In this Sept. 1, 2008, photo released by Wildlife Conservation Society, a male forest elephant strides across Langoue Bai, Gabon.
Elizabeth M. Rogers/Wildlife Conservation Society via AP
African forest elephants have been in trouble for a while, but only now have scientists figured out that more than half of them have died over the past decade. It took hundreds of researchers nine years, walking literally thousands of miles, counting piles of elephant dung as well as elephant carcasses stripped of their ivory tusks, to realize that the majority of the dead had been shot.
"We can see from seizures of ivory, and we can see from the number of carcasses that are starting to lie around in the forest, that elephants are in deeper and deeper trouble," said Fiona Maisels, who was part of the team that published these findings in the latest issue of the journal PLOS.
There's always been ivory poaching in Africa, but after a ban in 1989, the trade diminished. Now, however, the numbers have exploded. Some 25,000 African elephants are being killed every year, many of them being forest elephants living in the heart of Africa.

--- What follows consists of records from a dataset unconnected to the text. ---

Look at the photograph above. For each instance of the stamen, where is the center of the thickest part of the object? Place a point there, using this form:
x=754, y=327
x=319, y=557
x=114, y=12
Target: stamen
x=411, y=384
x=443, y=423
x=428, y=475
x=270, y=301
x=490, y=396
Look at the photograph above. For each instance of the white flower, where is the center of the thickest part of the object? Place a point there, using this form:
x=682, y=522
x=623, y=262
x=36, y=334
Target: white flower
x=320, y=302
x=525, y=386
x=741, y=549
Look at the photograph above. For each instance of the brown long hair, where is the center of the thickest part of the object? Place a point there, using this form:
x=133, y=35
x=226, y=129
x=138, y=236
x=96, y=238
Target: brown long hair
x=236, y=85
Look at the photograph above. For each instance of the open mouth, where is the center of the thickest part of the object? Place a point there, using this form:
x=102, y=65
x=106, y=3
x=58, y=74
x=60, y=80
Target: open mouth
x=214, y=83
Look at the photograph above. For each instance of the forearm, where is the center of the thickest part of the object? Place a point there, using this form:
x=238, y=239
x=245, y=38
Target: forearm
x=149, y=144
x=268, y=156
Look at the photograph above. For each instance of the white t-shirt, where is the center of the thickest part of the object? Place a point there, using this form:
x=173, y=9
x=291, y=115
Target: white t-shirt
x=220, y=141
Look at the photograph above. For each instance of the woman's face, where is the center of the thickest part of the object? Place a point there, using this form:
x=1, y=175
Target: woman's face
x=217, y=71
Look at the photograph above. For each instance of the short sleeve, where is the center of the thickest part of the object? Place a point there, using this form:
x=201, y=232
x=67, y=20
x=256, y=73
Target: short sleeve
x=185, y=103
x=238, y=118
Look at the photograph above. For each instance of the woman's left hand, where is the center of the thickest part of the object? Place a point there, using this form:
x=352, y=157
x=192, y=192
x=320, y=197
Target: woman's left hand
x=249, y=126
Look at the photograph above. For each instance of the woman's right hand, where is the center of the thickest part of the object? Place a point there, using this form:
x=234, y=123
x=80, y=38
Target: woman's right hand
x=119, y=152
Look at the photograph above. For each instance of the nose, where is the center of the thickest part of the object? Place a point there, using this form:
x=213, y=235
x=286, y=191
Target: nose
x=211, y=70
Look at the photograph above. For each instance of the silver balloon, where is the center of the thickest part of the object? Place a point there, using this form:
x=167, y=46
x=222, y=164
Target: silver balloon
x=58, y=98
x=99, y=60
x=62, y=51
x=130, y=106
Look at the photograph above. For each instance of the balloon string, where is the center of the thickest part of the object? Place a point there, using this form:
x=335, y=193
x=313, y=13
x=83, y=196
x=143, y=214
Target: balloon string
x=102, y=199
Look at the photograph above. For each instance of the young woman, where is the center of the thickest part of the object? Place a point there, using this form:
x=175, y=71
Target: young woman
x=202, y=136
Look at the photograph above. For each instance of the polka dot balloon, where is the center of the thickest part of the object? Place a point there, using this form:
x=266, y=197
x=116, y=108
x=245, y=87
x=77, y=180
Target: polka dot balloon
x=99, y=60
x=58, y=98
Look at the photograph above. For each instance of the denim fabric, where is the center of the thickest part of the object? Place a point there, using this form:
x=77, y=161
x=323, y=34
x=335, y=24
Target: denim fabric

Organized by the Wildlife Conservation Society, the research project found that the closer people, roads and villages are to elephants, the more animals die. The researchers used geographic information systems to correlate these factors to the numbers of killed elephants. They also discovered the "corruption to dung" ration.
"The more corrupt the country," Maisels says, "the less dung there is." That's government corruption, meaning officials who overlook or even participate in the illegal trade.
But the biggest contributor to the uptick in elephant killing is a huge spike in demand for ivory in China, where new wealth means more people can buy ivory. "And this [is] mainly to do with the fact that there is a very big middle to wealthy class in China now," Maisels says.
Chinese collectors covet ivory for figurines, chopsticks and trinkets. China is by no means the only market, but wildlife experts say China consumes half the supply. A growing population of Chinese workers in Africa makes the trade that much easier. As a result, the price of ivory has shot up tenfold over the past five to seven years.
The Chinese government has promised to discuss measures to curb the trade at the CITES meeting this week. But Maisels, who teaches wildlife biology at the University of Stirling in Scotland, says education is most important.
In this April 17, 2011, photo, seized tusks including some from baby elephants are displayed in Pokola, Congo. Conservationists said Tuesday that there's a new threat to the survival of Africa's elephants that may be just as deadly as poachers' bullets: the black-market trade of ivory in cyberspace.
Naftali Honig/Project for the Application of Law for Fauna via AP
"Chinese students come up to me and say, 'Wow, you know, what can we do? We had no idea,' " she says. "That's the story that's put out, [that] they're anesthetized, the tusks are taken out, and they're patted on the bottom and sent out to grow a new set."
Biologist Richard Ruggiero at the U.S. Fish and Wildlife Service has spent 30 years working with elephants in central Africa. He says the numerical death count is bad enough, but he believes this is an animal that is somehow aware that something terrible is happening to it.
"Behind the numbers is a real tragedy of a very sentient creature, who really knows that there's a genocide going on," Ruggiero says. "They understand the concept of mortality. They show signs of mourning dead. They understand what tusks mean. They'll pick them up from a carcass."
Ruggiero says it's not just an African or Chinese problem. It requires everyone to take notice to halt the lucrative trade.
"Hopefully people will see the big picture," he says, "will see the aesthetics that elephants cannot and should not be reduced to numbers in a balance book of a business that trades in their teeth."